1. Allegro moderato.

2. Adagio: sehr feierlich und langsam.

3. Scherzo: allegro.

4. Finale: bewegt, doch nicht schnell.

Bruckner's Seventh Symphony was first performed in Leipzig, December 30, 1884, and was played for the first time in America in New York, July 29, 1886, under Theodore Thomas' direction. The opening theme of the first movement is stated by the cellos, supported by the violas and clarinets. It is then repeated by the violins and woodwinds, and leads up to the second theme, given out by oboe and clarinet. In the fantasia, both themes are worked up most skilfully, and are followed by the Finale, which is complicated though regular in form, and closes with an impressive climax.

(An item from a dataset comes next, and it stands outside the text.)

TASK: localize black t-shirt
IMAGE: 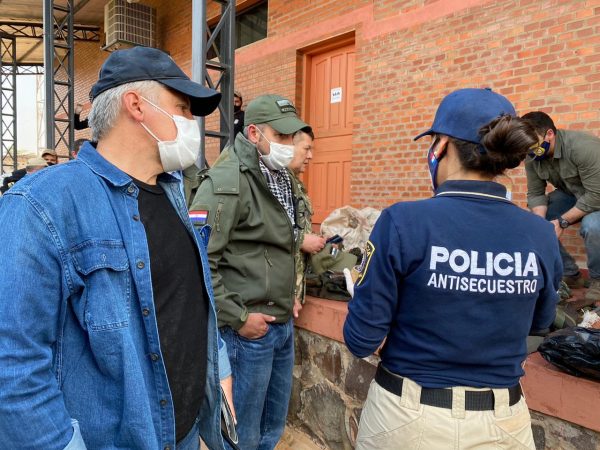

The second movement, an Adagio is based upon a most impressive theme nobly worked out, and of a nature to appeal even to the uneducated hearer. Though treated most elaborately, the contents of the Adagio are very emotional, and the coloring so beautiful as to appeal to everyone. The Scherzo is in regular form, and the opening is full of spirit and vivacity. The first violins give out the theme of the trio, and the movement closes with a repetition of the first part.

The last movement is in rondo form, the violins giving out a brilliant theme, worked up in a fascinating manner, and leading into a second theme of a more solid nature, also stated by the first violins. The movement closes with a powerful climax, in which the opening theme of the first movement is heard again.